# New monitor on a old PC



## gkp_pc (May 12, 2011)

Hi all,

I am planning to buy a new monitor, DELL 20" LED preferred. I am not planning to upgrade my PC though. Its a old machine having P4 1.8GHz & 845G series IGP chipset. It does not have HD video capabilities and provides only D-SUB port. The mobo may not provide the wide screen resolutions generally used by current monitors. Would there be any problems to use wide screen LED with this PC config like distorted display etc? 

BTW, how can I check the max resolution provided by the chipset? My current resolution is 1024 x 768, but that is the limitation of my current CRT monitor I guess.

TIA.


----------



## quicky008 (May 12, 2011)

gkp_pc said:


> Hi all,
> 
> I am planning to buy a new monitor, DELL 20" LED preferred. I am not planning to upgrade my PC though. Its a old machine having P4 1.8GHz & 845G series IGP chipset. It does not have HD video capabilities and provides only D-SUB port. The mobo may not provide the wide screen resolutions generally used by current monitors.

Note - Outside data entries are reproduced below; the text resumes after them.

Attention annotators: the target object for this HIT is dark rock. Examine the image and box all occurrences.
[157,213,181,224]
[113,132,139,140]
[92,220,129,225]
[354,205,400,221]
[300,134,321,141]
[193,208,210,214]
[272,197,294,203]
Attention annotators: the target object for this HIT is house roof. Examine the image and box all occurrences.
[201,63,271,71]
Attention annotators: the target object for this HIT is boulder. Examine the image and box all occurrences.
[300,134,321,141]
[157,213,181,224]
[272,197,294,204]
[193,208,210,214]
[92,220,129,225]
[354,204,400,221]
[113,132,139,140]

Would there be any problems to use wide screen LED with this PC config like distorted display etc?
> 
> ...





I do not think you'll face any compatibility issues if you try using your old PC with a new monitor that supports only HD/widescreen resolutions.One of my neighbours owns a 5 years old rig comprising a Celeron cpu and an ASrock 845G chipset based motherboard that's connected to a 19" Samsung LCD having a native resolution of 1280*720(HD 720p) and it runs just fine.As he does not have a discrete graphics card,the monitor runs off his mobo's IGP.The system normally operates at the aforestated native resolution of this monitor and so its evident that his onboard GPU supports widescreen(or HD,to be precise) resolutions.

Therefore,I reckon your mobo's IGP also supports HD resolutions as it features a similar graphics chipset.I'd advise u to wait for other experienced members to reply and then decide what you should do,depending on their recommendations.

U can use a gpu benchmarking utility like 3d mark 2006 to determine the maximum resolution that's supported by your onboard GPU.


----------



## Vickyrealcool (May 12, 2011)

Ya no problem at all. I an running benq g2220 hd on p4 2.4ghz 845 mbd at 1920x1080p wide.


----------



## gkp_pc (May 26, 2011)

Thanks. I got a new DELL IN2020M. Its working fine on my old PC with 1600x900.


----------



## Vickyrealcool (May 26, 2011)

Congrats for new monitor,what's its pricing?


----------



## gkp_pc (May 30, 2011)

priced at 6.3k


----------